What exactly does the "pull one cord" test check?

This test checks whether a server survives the loss of one power feed without rebooting or stopping services. The value of the test is that it shows the real behavior of the hardware, UPS, PDU and monitoring, not just how it should work on paper.

When is it best to run this test and where to start?

Run the test in a pre-agreed low-activity window with a clear rollback plan. Start with a single non-critical server or a single rack to avoid turning the check into a widespread incident.

Which cord is better to disconnect and where?

It's usually safer to disconnect the cable at the PDU side rather than the PSU to avoid disturbing the PSU module. Pick the line you are sure is labeled, and agree in advance who confirms you are pulling A or B.

How to quickly tell that lines A and B are truly independent?

At minimum—confirm the cables go to different PDUs; ideally those PDUs are fed by different protective devices or separate UPSs. If switching off one breaker or UPS kills both lines, then it isn’t true A/B redundancy.

What does a "successful" test result look like?

A successful test means the server keeps running without reboot, and redundancy status changes predictably: one input lost, the other holds the load. Events should appear in the management controller and monitoring, and the system should return to normal after power is restored without new errors.

What does it mean if the UPS goes to battery when one cord is disconnected?

Often this means you lost input to the UPS or a common section, not just a single server cable. It usually indicates the lines are not actually separated and that you’ve tested a source failure rather than one server cord.

Where to look for events and which logs matter most?

Look at the server management controller events, OS events and monitoring records to get the full picture. Make sure timestamps match—otherwise it’s hard to tell what happened first: power loss, PSU fault or reboot.

What to do if the server didn’t crash but monitoring is silent?

If no alert arrived, this is an observability problem: a real single-line failure can go unnoticed. Enable alerts for input loss, redundancy degradation and PSU state changes, then retest to ensure notifications reach the on-call channel.

What to do if a reboot occurred or disks/network disappeared during the test?

Immediately restore power, verify both PSUs are present and healthy, and confirm the server didn’t enter a reboot loop or degraded state. Then investigate: common causes include overload of the remaining line, a failed secondary PSU, a shared PDU/breaker or a weak link in the chain causing voltage sag.

How often should the test be repeated and how to lock in the result?

Common practice: quarterly for critical racks, semiannually for others, and always after any work on UPS, PDU, electrical systems or server replacement. Record results in a short protocol so the test is repeatable and changes in the rack won’t silently break redundancy.

Server Power Reliability: the "Pull One Cord" Test

What the "pull one cord" test shows

The "pull one cord" test checks a simple question: will a server survive the loss of a single power feed without service interruption. It's a quick way to verify redundancy works in practice, not just on a diagram.
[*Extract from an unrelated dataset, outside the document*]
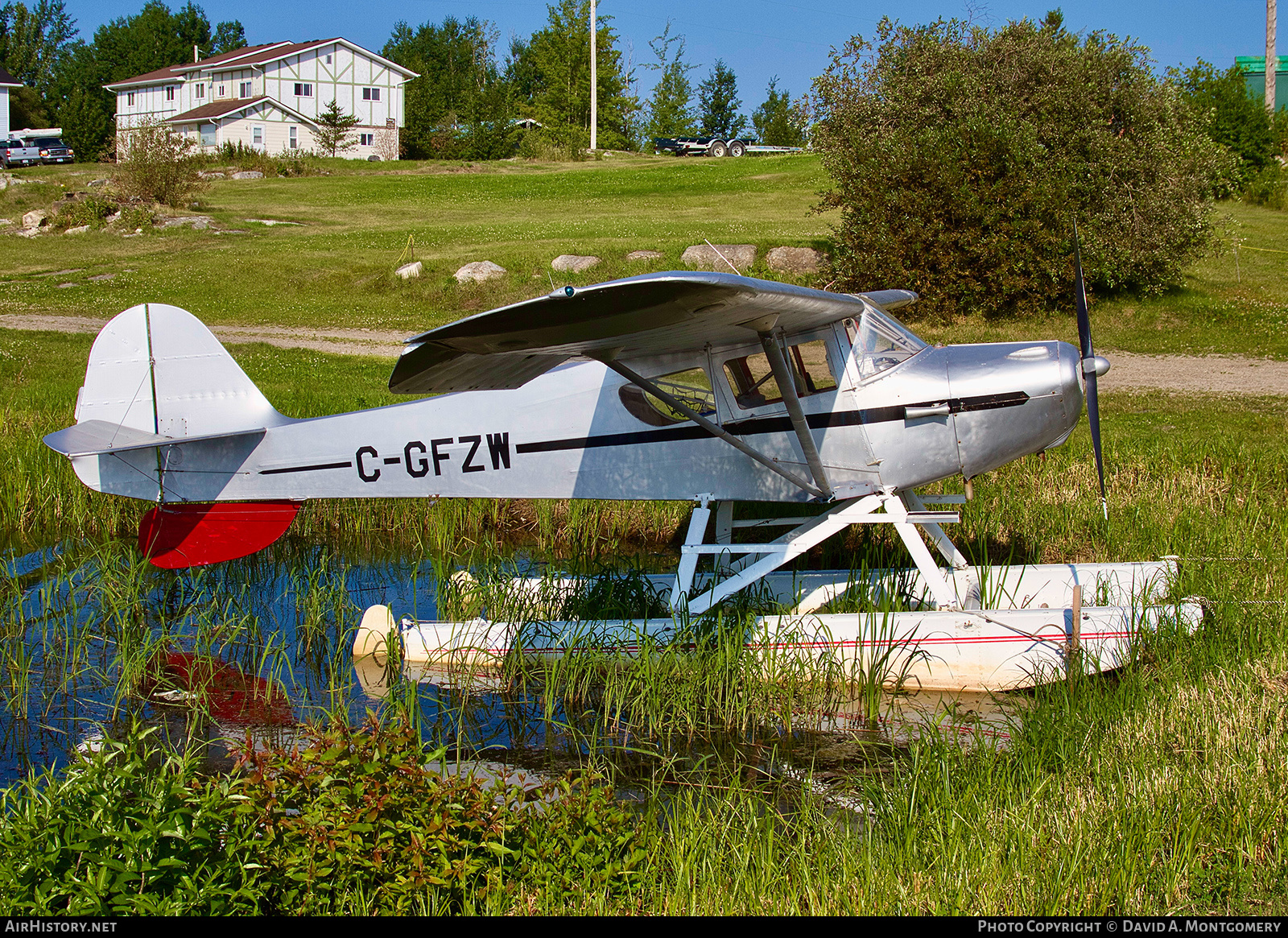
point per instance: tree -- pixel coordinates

This check helps uncover issues ahead of time that usually appear at the worst possible moment. For example: both PSUs plugged into the same PDU, rack outlets mislabeled, or a UPS that holds load worse than its indicators suggest. On servers with dual power supplies the test shows whether the system can smoothly switch to the second supply and keep running.

Most often the test reveals three groups of problems: no real A/B separation, a weak link in the chain (cable, connector, PDU, breaker, UPS), or monitoring that doesn't log the event or notify the on-call engineer.

Success is not just that the server "didn't crash", but predictable behavior of the whole system. A good result looks like this:

services and the OS continue running without reboot;
the second power supply takes the load and statuses change correctly on the front panel and in systems;
a clear log entry is created and a notification is sent;
after the cable is returned the scheme returns to normal without new errors.

If disconnecting the cord causes a reboot, disks disappear, the management network drops, or alerts remain silent, this resembles an incident—only in controlled conditions.

Preparation: safety, maintenance window and rollback plan

The test sounds simple only in theory. Preparation determines whether it will be a short check or a real outage. Start with a pilot run: one server or one rack where load is predictable and the impact of a stop is minimal.

Arrange a maintenance window. Prefer low-activity periods: night, early morning or a pre-approved technical window. If possible, temporarily reduce load: move heavy jobs, pause backups, limit batch operations.

Notify in advance everyone who might notice changes: the on-call admin and the onsite engineer, the service owner, facilities (electrician/rack engineer), the monitoring or SOC team, and, if necessary, users.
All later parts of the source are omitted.